Yes, since the 2022 SSC clarification. But backspace counts toward Gross WPM — use sparingly for obvious typos only.

Which posts under CRPF require the typing test?

Head Constable Ministerial (HCM) and equivalent ministerial cadres. Combat-cadre posts (constable, SI) do not have a typing requirement.

What is the difference between CRPF HCM and CAPF HCM?

CAPF HCM covers all five CAPFs — BSF, CRPF, CISF, ITBP, SSB , recruited together under one SSC notification. CRPF HCM specifically refers to candidates allocated to CRPF after the consolidated CAPF cycle.

What happens if I clear written but fail typing in CRPF HCM?

You are not allocated to any of the five CAPFs in that cycle. The typing test is qualifying — failing it removes you from final merit regardless of how well you scored in the Tier-1 / Tier-2 written exam.
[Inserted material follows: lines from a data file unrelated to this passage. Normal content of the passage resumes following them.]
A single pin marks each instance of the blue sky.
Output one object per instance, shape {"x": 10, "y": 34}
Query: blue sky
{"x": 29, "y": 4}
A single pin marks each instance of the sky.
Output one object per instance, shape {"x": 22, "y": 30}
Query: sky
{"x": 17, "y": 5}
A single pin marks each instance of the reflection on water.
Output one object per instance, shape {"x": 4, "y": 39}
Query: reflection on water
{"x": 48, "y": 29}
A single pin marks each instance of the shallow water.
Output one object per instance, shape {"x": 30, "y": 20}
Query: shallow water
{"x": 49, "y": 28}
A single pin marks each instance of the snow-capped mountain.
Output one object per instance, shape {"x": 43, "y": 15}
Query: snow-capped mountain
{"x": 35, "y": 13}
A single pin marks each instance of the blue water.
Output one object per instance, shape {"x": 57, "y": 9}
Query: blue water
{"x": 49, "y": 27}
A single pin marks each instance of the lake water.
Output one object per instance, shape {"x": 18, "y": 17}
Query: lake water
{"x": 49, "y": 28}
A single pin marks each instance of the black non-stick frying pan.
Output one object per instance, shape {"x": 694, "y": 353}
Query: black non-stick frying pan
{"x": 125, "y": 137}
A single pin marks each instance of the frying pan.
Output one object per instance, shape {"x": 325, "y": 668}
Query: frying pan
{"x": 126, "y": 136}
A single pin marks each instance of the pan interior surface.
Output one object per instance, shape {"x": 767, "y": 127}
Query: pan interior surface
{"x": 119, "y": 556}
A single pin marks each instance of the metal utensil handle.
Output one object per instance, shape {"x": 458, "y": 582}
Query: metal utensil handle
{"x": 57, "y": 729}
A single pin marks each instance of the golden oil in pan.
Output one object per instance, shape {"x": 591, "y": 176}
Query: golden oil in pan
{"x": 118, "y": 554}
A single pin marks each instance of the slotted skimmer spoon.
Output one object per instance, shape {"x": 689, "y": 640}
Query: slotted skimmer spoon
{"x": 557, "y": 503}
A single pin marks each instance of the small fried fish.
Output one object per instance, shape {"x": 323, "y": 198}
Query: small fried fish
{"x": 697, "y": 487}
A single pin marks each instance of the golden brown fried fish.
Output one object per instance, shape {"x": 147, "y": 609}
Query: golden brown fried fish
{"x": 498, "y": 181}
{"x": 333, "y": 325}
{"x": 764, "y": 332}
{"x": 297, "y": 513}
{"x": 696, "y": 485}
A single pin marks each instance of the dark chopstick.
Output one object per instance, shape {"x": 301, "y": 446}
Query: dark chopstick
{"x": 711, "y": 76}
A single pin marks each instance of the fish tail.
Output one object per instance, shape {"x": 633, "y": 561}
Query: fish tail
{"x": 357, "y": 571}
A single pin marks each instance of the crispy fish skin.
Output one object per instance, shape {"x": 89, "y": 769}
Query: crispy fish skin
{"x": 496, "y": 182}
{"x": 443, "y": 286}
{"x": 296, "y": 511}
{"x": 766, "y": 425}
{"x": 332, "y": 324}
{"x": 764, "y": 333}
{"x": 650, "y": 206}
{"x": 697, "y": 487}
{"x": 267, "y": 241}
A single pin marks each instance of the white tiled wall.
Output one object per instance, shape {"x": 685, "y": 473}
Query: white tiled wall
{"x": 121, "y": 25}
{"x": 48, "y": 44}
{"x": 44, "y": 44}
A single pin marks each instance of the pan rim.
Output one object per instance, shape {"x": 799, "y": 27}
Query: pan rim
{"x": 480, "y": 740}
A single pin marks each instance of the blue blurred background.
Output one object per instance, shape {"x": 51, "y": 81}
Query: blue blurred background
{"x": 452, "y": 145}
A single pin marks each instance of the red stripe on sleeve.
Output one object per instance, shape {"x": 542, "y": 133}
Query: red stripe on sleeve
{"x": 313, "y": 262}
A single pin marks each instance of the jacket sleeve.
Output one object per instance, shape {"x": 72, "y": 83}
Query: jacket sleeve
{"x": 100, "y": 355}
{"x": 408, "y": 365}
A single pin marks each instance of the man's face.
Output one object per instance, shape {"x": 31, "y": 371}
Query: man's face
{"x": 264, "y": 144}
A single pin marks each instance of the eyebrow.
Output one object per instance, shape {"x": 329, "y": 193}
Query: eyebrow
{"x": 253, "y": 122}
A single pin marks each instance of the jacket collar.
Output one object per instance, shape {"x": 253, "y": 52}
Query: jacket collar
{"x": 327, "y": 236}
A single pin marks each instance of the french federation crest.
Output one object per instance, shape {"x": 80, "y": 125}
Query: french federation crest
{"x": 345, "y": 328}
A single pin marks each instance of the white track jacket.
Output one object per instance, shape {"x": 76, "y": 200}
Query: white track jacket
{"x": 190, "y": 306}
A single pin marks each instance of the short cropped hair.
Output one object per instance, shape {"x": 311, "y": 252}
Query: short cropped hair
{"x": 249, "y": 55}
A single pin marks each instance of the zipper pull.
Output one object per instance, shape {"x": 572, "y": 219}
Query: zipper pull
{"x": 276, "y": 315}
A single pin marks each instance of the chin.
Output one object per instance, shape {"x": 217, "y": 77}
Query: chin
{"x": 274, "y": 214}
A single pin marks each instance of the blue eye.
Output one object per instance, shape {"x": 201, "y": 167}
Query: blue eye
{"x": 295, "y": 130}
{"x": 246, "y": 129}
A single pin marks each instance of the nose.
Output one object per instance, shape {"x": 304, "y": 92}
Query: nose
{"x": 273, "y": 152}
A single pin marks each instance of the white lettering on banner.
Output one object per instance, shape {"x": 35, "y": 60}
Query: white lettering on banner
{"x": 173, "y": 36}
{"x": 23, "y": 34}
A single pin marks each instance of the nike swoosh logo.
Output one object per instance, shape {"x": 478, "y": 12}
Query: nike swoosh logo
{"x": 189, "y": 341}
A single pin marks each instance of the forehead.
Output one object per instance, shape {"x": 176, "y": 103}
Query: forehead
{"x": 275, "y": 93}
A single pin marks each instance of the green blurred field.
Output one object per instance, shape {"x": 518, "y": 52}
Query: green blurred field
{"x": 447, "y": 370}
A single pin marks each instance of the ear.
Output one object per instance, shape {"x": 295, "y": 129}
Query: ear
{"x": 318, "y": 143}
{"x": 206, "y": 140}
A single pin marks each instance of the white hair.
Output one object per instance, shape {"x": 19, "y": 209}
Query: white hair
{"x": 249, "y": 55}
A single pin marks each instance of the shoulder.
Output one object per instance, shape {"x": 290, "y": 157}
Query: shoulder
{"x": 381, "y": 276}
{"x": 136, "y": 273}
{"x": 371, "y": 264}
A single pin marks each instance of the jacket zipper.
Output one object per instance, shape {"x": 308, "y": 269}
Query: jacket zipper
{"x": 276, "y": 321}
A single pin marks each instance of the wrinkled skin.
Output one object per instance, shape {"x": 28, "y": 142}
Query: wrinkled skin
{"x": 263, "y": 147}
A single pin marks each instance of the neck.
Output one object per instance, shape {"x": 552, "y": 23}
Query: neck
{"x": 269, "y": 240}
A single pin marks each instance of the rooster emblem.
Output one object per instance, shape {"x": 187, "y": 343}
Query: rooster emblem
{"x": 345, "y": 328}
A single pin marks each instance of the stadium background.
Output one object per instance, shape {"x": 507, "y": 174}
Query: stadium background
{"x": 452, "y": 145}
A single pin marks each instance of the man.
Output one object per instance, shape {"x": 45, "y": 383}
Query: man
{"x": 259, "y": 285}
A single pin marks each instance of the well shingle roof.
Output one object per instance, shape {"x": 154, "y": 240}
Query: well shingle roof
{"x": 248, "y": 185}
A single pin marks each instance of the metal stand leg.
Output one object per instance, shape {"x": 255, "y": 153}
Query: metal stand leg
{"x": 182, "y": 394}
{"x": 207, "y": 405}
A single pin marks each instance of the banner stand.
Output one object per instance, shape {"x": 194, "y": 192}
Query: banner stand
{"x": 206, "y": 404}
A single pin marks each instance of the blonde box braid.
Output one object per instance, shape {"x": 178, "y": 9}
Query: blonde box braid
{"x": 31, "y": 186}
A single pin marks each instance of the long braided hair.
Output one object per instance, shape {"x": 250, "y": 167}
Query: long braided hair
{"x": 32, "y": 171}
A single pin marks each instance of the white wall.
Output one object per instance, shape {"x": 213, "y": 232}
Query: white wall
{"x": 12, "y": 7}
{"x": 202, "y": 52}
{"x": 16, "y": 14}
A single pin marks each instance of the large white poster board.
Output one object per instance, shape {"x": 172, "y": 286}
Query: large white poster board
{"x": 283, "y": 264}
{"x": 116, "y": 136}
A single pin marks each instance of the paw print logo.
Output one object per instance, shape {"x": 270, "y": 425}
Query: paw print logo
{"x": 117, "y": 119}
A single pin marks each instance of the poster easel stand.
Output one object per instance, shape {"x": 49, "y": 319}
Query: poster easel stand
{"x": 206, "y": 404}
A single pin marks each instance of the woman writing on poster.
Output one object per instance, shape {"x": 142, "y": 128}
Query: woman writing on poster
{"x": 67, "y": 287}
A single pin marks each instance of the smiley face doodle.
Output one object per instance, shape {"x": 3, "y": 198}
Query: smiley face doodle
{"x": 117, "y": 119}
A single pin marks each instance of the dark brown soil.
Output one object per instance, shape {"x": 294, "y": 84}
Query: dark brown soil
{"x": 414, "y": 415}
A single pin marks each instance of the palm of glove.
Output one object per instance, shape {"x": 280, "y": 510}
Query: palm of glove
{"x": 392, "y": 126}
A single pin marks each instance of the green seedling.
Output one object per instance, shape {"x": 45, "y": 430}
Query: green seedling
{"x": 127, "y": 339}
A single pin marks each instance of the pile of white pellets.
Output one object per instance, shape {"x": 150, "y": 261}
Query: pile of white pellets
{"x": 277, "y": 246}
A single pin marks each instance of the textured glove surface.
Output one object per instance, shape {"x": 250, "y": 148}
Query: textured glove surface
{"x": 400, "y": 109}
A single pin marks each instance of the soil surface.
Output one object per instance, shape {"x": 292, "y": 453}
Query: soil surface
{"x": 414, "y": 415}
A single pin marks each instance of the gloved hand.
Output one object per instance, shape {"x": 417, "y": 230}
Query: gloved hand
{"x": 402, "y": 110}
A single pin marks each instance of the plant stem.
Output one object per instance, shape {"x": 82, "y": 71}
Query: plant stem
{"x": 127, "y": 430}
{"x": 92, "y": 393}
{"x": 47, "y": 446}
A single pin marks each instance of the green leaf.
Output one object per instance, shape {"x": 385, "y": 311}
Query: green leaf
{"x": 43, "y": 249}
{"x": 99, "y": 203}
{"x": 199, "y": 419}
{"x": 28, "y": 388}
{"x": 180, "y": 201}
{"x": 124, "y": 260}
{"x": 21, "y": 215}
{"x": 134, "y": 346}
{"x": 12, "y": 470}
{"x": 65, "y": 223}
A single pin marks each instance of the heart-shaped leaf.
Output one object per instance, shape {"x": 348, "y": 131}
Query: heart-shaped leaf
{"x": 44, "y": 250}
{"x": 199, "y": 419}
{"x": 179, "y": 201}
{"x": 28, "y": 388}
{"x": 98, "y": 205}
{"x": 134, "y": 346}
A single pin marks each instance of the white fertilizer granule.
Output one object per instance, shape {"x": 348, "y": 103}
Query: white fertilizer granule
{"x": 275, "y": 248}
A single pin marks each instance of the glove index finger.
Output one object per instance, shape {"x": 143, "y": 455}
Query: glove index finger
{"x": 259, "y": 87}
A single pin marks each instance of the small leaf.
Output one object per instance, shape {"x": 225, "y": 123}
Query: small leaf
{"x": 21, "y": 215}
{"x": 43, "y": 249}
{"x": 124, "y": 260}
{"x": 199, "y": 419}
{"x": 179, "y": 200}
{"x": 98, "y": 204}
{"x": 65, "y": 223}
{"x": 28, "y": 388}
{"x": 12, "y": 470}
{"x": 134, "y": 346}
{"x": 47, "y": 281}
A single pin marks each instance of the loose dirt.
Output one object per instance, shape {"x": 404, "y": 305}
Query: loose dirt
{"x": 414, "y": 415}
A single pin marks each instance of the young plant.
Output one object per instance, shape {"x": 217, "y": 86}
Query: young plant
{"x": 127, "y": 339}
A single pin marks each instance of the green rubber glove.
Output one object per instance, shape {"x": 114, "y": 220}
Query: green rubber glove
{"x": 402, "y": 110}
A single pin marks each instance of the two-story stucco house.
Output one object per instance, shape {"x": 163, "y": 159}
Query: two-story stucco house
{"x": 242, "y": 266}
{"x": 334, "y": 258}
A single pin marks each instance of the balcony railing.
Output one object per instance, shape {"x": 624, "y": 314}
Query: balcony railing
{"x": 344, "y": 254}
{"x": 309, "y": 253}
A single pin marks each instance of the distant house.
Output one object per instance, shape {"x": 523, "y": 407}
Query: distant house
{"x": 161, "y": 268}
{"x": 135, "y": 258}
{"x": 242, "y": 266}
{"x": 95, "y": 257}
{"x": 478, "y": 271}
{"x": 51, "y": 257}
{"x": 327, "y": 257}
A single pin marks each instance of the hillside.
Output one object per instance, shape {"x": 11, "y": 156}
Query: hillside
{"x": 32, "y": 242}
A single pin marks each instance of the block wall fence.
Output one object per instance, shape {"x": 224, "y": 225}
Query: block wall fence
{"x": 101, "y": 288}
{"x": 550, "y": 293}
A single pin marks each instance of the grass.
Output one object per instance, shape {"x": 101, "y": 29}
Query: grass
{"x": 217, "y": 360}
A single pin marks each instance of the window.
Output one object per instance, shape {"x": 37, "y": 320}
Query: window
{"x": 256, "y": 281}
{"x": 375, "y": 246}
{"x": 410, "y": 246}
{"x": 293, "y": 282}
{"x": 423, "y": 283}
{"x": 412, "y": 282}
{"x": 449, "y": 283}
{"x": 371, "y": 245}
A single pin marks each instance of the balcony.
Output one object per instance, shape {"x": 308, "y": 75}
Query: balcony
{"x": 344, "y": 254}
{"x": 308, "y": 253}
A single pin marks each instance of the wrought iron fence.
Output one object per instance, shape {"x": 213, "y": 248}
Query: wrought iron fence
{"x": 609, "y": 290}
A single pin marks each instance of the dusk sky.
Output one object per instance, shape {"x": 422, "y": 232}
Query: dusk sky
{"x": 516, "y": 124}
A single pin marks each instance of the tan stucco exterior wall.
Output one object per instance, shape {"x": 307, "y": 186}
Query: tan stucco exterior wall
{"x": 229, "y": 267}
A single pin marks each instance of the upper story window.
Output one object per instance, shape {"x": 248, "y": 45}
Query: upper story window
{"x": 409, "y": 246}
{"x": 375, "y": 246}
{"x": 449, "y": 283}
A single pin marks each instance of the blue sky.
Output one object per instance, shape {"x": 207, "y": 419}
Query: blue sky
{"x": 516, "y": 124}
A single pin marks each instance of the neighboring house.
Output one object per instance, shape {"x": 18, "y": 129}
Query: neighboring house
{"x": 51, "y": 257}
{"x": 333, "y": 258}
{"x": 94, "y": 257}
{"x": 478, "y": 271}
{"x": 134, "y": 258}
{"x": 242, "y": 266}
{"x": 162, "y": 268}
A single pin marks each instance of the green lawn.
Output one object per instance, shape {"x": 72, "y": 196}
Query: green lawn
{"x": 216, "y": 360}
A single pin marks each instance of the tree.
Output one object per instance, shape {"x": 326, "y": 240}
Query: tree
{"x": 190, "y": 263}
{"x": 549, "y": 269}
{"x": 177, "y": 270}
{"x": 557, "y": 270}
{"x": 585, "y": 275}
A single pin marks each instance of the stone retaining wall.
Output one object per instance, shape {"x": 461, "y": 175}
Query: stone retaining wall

You will need to appear again from the start in the next CAPF HCM notification.

Can I switch between English and Hindi during the CRPF HCM typing test?

No. You declare your typing medium in the online application form before the exam cycle. You cannot change it on the day of the skill test. Pick the language you are stronger in — switching English-medium aspirants to Hindi at the last minute is the single most common cause of fail in this cycle.

How many chances do I get if my computer crashes during the typing test?

SSC standard practice: if the failure is system-side (server lag, screen freeze, keyboard malfunction confirmed by the invigilator), you are given a fresh attempt the same day on a different system. If you stop typing or step away on your own, that is treated as your final submission. Raise your hand the moment something feels wrong — do not wait.

Is Krutidev still accepted for CRPF HCM Hindi typing?

Mangal Inscript Unicode has been the default since the 2022 CAPF notification. Krutidev is technically accepted in select older notifications but the SSC system is moving toward Mangal-only. If you are starting fresh, learn Mangal — it is also the medium for SSC CHSL, SSC CGL DEST, and most upcoming central exams.